Krug caminaba lo más de prisa que podía. Las nubes habían cubierto nuestro silíceo satélite. Cerca de la mitad del puente, alcanzó a aquellos ciclistas que parecían osos pardos. Ambos estaban inspeccionando el rubí trasero de una de las bicicletas. La otra yacía de costado, como un caballo caído, levantada a medias la triste cabeza. Krug siguió andando de prisa, apretando el salvoconducto en la mano. ¿Qué pasaría si lo arrojase al Kur? Me vería condenado a andar arriba y abajo por un puente que ha dejado de ser tal, puesto que ambas orillas son inalcanzables. No es un puente, sino un reloj de arena que alguien vuelve una y otra vez, conmigo en su interior a modo de fina arena. O una brizna de hierba por la que sube una hormiga y que uno pone boca abajo cuando la hormiga llega a la punta, que entonces se convierte en el fondo, obligando a la pobrecilla a repetir su operación.
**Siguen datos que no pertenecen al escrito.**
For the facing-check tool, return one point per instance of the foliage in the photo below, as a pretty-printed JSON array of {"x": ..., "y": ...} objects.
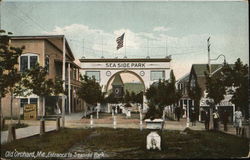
[
  {"x": 215, "y": 88},
  {"x": 153, "y": 112},
  {"x": 234, "y": 77},
  {"x": 237, "y": 77},
  {"x": 90, "y": 90},
  {"x": 127, "y": 97},
  {"x": 161, "y": 94}
]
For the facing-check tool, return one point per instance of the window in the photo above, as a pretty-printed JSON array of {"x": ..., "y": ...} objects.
[
  {"x": 47, "y": 63},
  {"x": 156, "y": 75},
  {"x": 74, "y": 73},
  {"x": 28, "y": 61},
  {"x": 24, "y": 101},
  {"x": 33, "y": 100},
  {"x": 192, "y": 83},
  {"x": 93, "y": 74}
]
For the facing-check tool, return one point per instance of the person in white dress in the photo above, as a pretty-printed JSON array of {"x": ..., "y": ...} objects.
[{"x": 238, "y": 121}]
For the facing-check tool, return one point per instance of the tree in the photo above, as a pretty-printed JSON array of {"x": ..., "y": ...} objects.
[
  {"x": 9, "y": 74},
  {"x": 161, "y": 94},
  {"x": 90, "y": 90},
  {"x": 139, "y": 98},
  {"x": 127, "y": 97},
  {"x": 215, "y": 88},
  {"x": 237, "y": 77}
]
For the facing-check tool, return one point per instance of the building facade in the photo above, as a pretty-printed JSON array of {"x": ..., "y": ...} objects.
[
  {"x": 197, "y": 79},
  {"x": 147, "y": 70},
  {"x": 47, "y": 51}
]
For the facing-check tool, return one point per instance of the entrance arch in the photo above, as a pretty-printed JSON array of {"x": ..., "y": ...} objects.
[
  {"x": 124, "y": 71},
  {"x": 147, "y": 70}
]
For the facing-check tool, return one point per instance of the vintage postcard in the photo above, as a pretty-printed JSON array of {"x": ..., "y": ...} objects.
[{"x": 124, "y": 79}]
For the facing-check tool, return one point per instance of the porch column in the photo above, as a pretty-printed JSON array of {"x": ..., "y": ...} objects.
[
  {"x": 188, "y": 113},
  {"x": 69, "y": 88}
]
Los viejos le alcanzaron a su vez, repicando a gran velocidad entre la niebla, galopando con gallardía, aguijoneando a sus viejos y negros caballos con espuelas de un rojo de sangre.

—Aquí estoy otra vez —dijo Krug, mientras sus desaliñados amigos se agrupaban a su alrededor—. Se olvidaron de firmar mi salvoconducto. Aquí lo tienen. Y dense prisa. Pinten una cruz, o un cordón enroscado de teléfono, o un garabato, cualquier cosa. No me atrevo a esperar que tengan uno de esos trastos de sellar a mano.

Mientras estaba aún hablando, se dio cuenta de que no le reconocían en absoluto. Miraron el salvoconducto. Se encogieron de hombros, como para sacudirse la carga del conocimiento. Incluso se rascaron la cabeza, curioso método empleado en aquel país con el presunto propósito de aumentar el riego sanguíneo de las células del pensamiento.

—¿Vive usted en el puente? —preguntó el soldado gordo.

—No —dijo Krug—. Traten de comprender. C'est simple comme bonjour, como diría Pietro. Me han hecho volver aquí porque no tenían pruebas de que ustedes me habían dejado pasar. Desde un punto de vista formal, no estoy siquiera en el puente.

—Puede haberse encaramado desde una barcaza —dijo una voz recelosa.

—No, no —contestó Krug—. No soy ningún barquero. Veo que no me comprenden. Se lo expondré de la manera más sencilla posible. Los del lado solar vieron heliocéntricamente lo que ustedes, telúricos, vieron geocéntricamente, y, a menos de que puedan combinarse de algún modo estos dos aspectos, yo, que soy el objeto observado, seguiré haciendo la lanzadera de la noche universal.

—Es el hombre que conoce al primo de Gurk —gritó uno de los soldados, en un súbito chispazo de reconocimiento.

—Oh, magnífico —dijo Krug, muy aliviado—. Me había olvidado del amable jardinero. Un punto ha quedado establecido. Ahora, por favor, hagan algo.

El pálido abacero dio un paso al frente y dijo:

—Voy a hacerles una sugerencia. Yo firmo su salvoconducto, él firma el mío, y ambos cruzamos el puente.

Alguien se disponía a darle un revés, cuando el soldado gordo, que parecía ser él jefe del grupo, intervino y declaró que era una idea sensata.

—Présteme su espalda —dijo el abacero a Krug, y, desenroscando apresuradamente su estilográfica, apoyó el papel sobre el omóplato izquierdo de Krug—. ¿Qué nombre he de poner, hermanos? —preguntó a los soldados.